Christmas roses and spring roses love semi-shady to shady planting places and are therefore well suited for planting under trees & shrubs. The snow roses can cope well in the garden with a sunny location. Christmas roses in the garden are easy to care for, prefer nutrient-rich and calcareous soils, but like snow lilies and spring roses can also be found in other locations as long as the soil is not prone to waterlogging.
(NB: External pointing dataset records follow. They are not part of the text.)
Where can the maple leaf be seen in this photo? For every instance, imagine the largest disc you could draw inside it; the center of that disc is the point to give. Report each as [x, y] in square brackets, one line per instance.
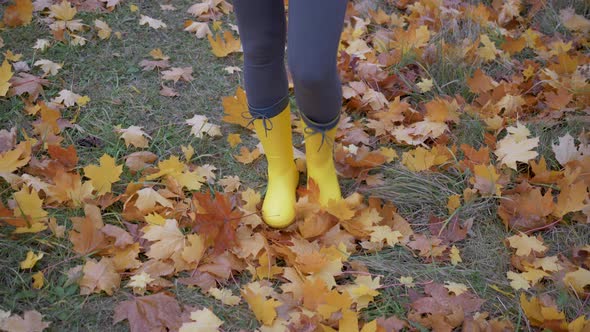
[234, 139]
[216, 220]
[122, 238]
[234, 108]
[571, 198]
[48, 66]
[200, 29]
[147, 199]
[168, 239]
[264, 309]
[566, 150]
[99, 276]
[67, 157]
[16, 158]
[5, 76]
[204, 321]
[246, 156]
[21, 13]
[156, 312]
[225, 296]
[480, 82]
[200, 125]
[224, 44]
[32, 321]
[151, 22]
[139, 282]
[69, 98]
[29, 207]
[525, 244]
[133, 135]
[86, 235]
[517, 280]
[177, 73]
[364, 290]
[64, 11]
[27, 83]
[103, 176]
[69, 188]
[516, 146]
[488, 51]
[104, 30]
[579, 281]
[540, 313]
[230, 183]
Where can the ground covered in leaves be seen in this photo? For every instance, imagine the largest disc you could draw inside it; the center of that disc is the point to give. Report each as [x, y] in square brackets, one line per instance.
[130, 183]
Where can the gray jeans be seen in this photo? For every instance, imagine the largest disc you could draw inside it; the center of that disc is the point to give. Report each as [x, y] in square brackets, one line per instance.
[312, 44]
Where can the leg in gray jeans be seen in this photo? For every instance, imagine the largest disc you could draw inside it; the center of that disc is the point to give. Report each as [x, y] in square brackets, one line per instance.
[312, 43]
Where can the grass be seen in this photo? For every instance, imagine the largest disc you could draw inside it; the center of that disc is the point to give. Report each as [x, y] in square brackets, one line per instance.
[121, 93]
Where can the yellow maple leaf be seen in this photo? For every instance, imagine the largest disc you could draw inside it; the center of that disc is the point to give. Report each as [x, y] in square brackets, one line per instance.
[171, 166]
[419, 159]
[517, 280]
[133, 135]
[30, 260]
[188, 152]
[64, 11]
[578, 280]
[224, 295]
[525, 244]
[516, 146]
[488, 51]
[340, 209]
[139, 281]
[264, 310]
[103, 176]
[29, 206]
[571, 198]
[168, 239]
[425, 85]
[155, 219]
[21, 13]
[99, 276]
[234, 139]
[222, 46]
[348, 322]
[485, 180]
[147, 199]
[5, 75]
[246, 156]
[455, 287]
[455, 255]
[364, 290]
[16, 158]
[38, 280]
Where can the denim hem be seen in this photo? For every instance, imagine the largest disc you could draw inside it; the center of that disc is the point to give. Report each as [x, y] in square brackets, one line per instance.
[320, 127]
[270, 111]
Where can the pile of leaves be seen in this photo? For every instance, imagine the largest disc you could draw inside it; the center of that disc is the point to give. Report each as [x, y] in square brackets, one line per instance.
[174, 229]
Very light and sandy soils can be improved by incorporating some bark humus, a little dolomite lime and horn shavings. Crushed egg shells can also be used instead of dolomite lime.
Perennials, bulbs and shrubs that are not too wide-spread and like helleborus, are not a nuisance to their neighbors as permanent companions in the garden.
In our garden we have combined most helleborus with finer, special shrubs and early flowering bulbs.
Examples of woody plants in our garden: snowball, march cherry, magnificent spars, dogwood, ornamental apple, Judas tree, ..
For the spring bulbs, we chose crocuses, anemones, liverflowers, snowdrops and march cups.
However, there is no limit to the design imagination. They go well with clumpy ferns as well as filigree grasses.
Christmas, snow and spring roses are easy to care for, winter hardy, resistant and will give you years of pleasure.
Intensive breeding work – especially in the past two decades – has created homogeneous and healthy new crosses that inspire in diverse flower variations. For us, an indispensable design perennial in the garden.